Resource definition and ingestion processes

After the connector is configured it can start ingesting the data. However, usually some more information is needed before it can ingest the data from the source system. Most of the systems persist the data with at least some granularity, be it tables, repositories, files, or reports. The Snowflake Native SDK for Connectors uses a term resource regardless of the name in the original system. To identify resources and customize settings for their ingestion, resource_ingestion_definitions are being used. Additionally, the actual process of ingestion is organized into ingestion_processes, which consist of multiple ingestion_runs. This abstraction makes it easier to track, schedule and differentiate processes.

Requirements

This section requires at least the following SQL files to be executed during native app installation:

  • ingestion/create_resource.sql

  • ingestion/ingestion_definitions_view.sql

  • ingestion/ingestion_process.sql

  • ingestion/ingestion_run.sql

  • ingestion/resource_ingestion_definition.sql

Resource ingestion definition

Resource ingestion definition is a generic entity that contains the definition of the source data in the source system. To keep it as generic as possible the system specific options are persisted as variants in the underlying STATE.RESOURCE_INGESTION_DEFINITION table. However, the Java definition of the repository ResourceIngestionDefinitionRepository is a generic interface to have better control over typing.

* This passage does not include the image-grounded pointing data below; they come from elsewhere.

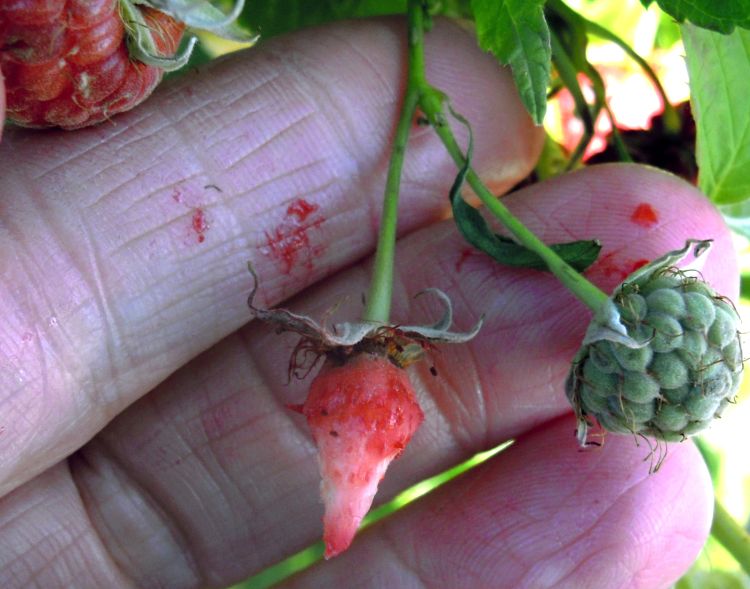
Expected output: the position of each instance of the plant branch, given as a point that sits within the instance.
(379, 296)
(432, 102)
(731, 535)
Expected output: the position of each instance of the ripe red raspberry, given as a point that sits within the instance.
(66, 62)
(361, 414)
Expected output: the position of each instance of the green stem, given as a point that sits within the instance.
(731, 535)
(431, 102)
(379, 296)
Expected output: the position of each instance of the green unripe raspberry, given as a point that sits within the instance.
(668, 365)
(667, 301)
(667, 332)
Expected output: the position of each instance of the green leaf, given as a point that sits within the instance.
(717, 15)
(719, 70)
(579, 254)
(274, 17)
(715, 579)
(516, 32)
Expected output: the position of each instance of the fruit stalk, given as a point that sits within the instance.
(380, 293)
(731, 535)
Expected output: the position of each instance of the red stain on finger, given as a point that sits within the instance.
(199, 224)
(608, 266)
(301, 209)
(289, 243)
(644, 215)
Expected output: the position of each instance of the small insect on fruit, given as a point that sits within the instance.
(361, 407)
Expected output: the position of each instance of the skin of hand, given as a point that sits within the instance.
(144, 439)
(2, 104)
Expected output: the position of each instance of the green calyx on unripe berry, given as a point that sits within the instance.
(195, 14)
(663, 359)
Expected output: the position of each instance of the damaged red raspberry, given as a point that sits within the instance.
(361, 414)
(361, 407)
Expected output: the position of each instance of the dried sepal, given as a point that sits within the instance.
(403, 344)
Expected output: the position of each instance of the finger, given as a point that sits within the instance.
(224, 477)
(540, 515)
(124, 247)
(2, 104)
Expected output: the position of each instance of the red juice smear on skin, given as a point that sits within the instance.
(200, 225)
(289, 243)
(644, 215)
(301, 209)
(609, 267)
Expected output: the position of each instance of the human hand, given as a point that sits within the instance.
(144, 435)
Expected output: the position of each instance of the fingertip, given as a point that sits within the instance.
(507, 143)
(637, 212)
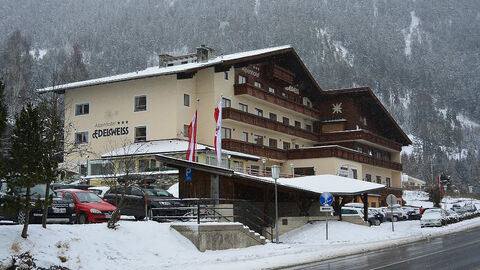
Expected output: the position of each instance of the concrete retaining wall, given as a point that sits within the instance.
(219, 236)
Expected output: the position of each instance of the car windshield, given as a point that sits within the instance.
(87, 197)
(158, 192)
(37, 190)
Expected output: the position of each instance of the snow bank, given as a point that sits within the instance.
(151, 245)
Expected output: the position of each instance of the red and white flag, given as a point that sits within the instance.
(192, 138)
(218, 132)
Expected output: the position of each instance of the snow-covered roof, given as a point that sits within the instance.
(168, 146)
(158, 71)
(322, 183)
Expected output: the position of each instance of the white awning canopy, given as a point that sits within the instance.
(334, 184)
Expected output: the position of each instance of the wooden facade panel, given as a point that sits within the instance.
(248, 118)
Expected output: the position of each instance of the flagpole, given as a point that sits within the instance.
(219, 160)
(195, 146)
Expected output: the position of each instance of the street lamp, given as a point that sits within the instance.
(276, 175)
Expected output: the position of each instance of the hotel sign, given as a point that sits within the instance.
(109, 129)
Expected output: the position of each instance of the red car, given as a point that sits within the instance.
(90, 208)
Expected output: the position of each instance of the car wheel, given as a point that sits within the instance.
(21, 217)
(82, 219)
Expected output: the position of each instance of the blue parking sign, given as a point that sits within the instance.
(326, 198)
(188, 174)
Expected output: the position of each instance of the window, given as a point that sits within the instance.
(258, 139)
(243, 107)
(68, 197)
(272, 143)
(245, 136)
(226, 103)
(237, 165)
(81, 137)
(82, 109)
(211, 161)
(354, 173)
(241, 79)
(143, 165)
(140, 104)
(140, 134)
(273, 117)
(258, 112)
(226, 133)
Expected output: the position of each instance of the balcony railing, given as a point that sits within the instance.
(359, 135)
(304, 153)
(341, 152)
(248, 89)
(259, 121)
(254, 149)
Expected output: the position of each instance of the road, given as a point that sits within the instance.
(453, 251)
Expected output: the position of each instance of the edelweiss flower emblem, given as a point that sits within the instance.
(337, 107)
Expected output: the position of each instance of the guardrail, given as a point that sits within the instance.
(204, 210)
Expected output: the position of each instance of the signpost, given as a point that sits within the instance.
(326, 199)
(188, 174)
(391, 201)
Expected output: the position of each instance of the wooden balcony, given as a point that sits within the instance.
(359, 135)
(344, 153)
(391, 190)
(254, 149)
(259, 121)
(248, 89)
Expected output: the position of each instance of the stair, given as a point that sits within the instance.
(254, 235)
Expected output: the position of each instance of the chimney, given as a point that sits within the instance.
(163, 59)
(204, 53)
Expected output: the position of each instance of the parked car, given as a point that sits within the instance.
(61, 211)
(470, 207)
(452, 216)
(412, 213)
(136, 197)
(433, 217)
(100, 191)
(90, 208)
(373, 219)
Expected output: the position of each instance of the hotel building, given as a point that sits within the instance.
(273, 110)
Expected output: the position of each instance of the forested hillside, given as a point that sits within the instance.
(422, 58)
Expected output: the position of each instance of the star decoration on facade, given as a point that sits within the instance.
(337, 108)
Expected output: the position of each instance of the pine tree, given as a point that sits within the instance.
(3, 124)
(52, 148)
(3, 113)
(24, 166)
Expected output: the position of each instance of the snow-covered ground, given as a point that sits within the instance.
(152, 245)
(420, 198)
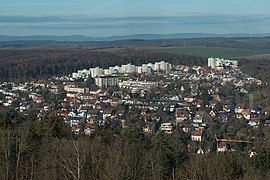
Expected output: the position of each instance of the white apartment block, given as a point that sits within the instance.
(97, 71)
(221, 63)
(105, 81)
(167, 128)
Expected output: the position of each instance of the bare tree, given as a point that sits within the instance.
(6, 140)
(74, 159)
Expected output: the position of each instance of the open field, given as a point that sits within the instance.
(211, 51)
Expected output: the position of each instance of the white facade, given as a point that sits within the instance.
(220, 63)
(96, 72)
(167, 128)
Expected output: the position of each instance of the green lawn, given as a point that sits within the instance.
(211, 51)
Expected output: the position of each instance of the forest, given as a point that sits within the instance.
(32, 64)
(47, 149)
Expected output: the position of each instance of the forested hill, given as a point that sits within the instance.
(33, 64)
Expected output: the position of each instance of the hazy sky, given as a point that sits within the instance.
(113, 17)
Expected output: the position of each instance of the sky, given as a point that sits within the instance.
(99, 18)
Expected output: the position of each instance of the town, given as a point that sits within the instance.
(155, 97)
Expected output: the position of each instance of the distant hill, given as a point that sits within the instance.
(113, 38)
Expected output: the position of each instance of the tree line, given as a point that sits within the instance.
(32, 149)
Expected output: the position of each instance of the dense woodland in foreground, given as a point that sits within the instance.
(46, 149)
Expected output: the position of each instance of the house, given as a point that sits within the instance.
(200, 151)
(199, 117)
(145, 111)
(267, 123)
(89, 128)
(254, 122)
(196, 135)
(216, 97)
(108, 113)
(149, 127)
(167, 128)
(181, 115)
(246, 114)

Since most of the resource ingestion definition can be customized by during the implementation, then it is up to the developer to decide how to use the generic fields and then make use of them during ingestion.

The most important customizable properties of the resource ingestion definition are:

  • parent_id

This optional parameter allows linking resource definitions with each other, for example, to inherit a part of the configuration.

  • resource_id

This variant should allow the identification of a resource in the source system, it should be unique.

  • ingestion_configurations

This property actual configuration of the ingestion, each definition can have multiple configurations, for example if for some reason the same resource should be ingested at two different schedules or saved into multiple sink tables. This property has some required fields inside of it, but still allows some flexibility when it comes to defining custom configuration and destination of the data.

  • resource_metadata

This property should contain any additional information that is needed, but does not fit into above mentioned fields.

Adding new resource

To add a new resource to the system, simply call PUBLIC.CREATE_RESOURCE(name VARCHAR, resource_id VARIANT, ingestion_configurations VARIANT, id VARCHAR DEFAULT NULL, enabled BOOLEAN DEFAULT FALSE, resource_metadata VARIANT DEFAULT NULL) procedure. The provided resource will be saved in the STATE.RESOURCE_INGESTION_DEFINITION table and corresponding ingestion_process will be created if it was enabled from the get-go. This resource uses CreateResourceHandler Java class as the entry point.

Viewing resources

The configured resources definitions can be viewed using a provided view called PUBLIC.INGESTION_DEFINITIONS. However, it only returns basic information about each resource. All the custom configurations are not visible to the end user, especially because some of them can be generated internally by the connector’s logic.

Ingestion process

Ingestion process is an entity representing enabled process of ingesting a defined resource. It is created once a resource is added or enabled and should be completed once it’s deleted or disabled. In a way it is kind of like a background process in the operating system, it can be alive but not necessarily doing any work at the particular moment. Whenever the ingestion is actually running it can be transitioned to IN_PROGRESS state, otherwise it can remain in SCHEDULED state. When dispatching work scheduler retrieves all the SCHEDULED processes and runs ingestion for them.

The ingestion process can be also used to define different types of ingestion, for example, say that on a daily basis connector loads some data, but for some reason some old data is corrupted and needs to be reloaded. If that’s the case then a new process type can be introduced, for example RELOAD. Then scheduler can have custom logic to perform different operations for different types of processes.

Ingestion run

Ingestion run is another entity to store information about the past and ongoing ingestion. However, this data is more granular than the ingestion_process itself. First of all, ingestion run should be considered as a log data. Secondly, ingestion_run is an entry describing just a single invocation during a long running process. So if a resource is ingested once a day, then every day there should be a new ingestion run entry. All of those entries will be linked with the single process.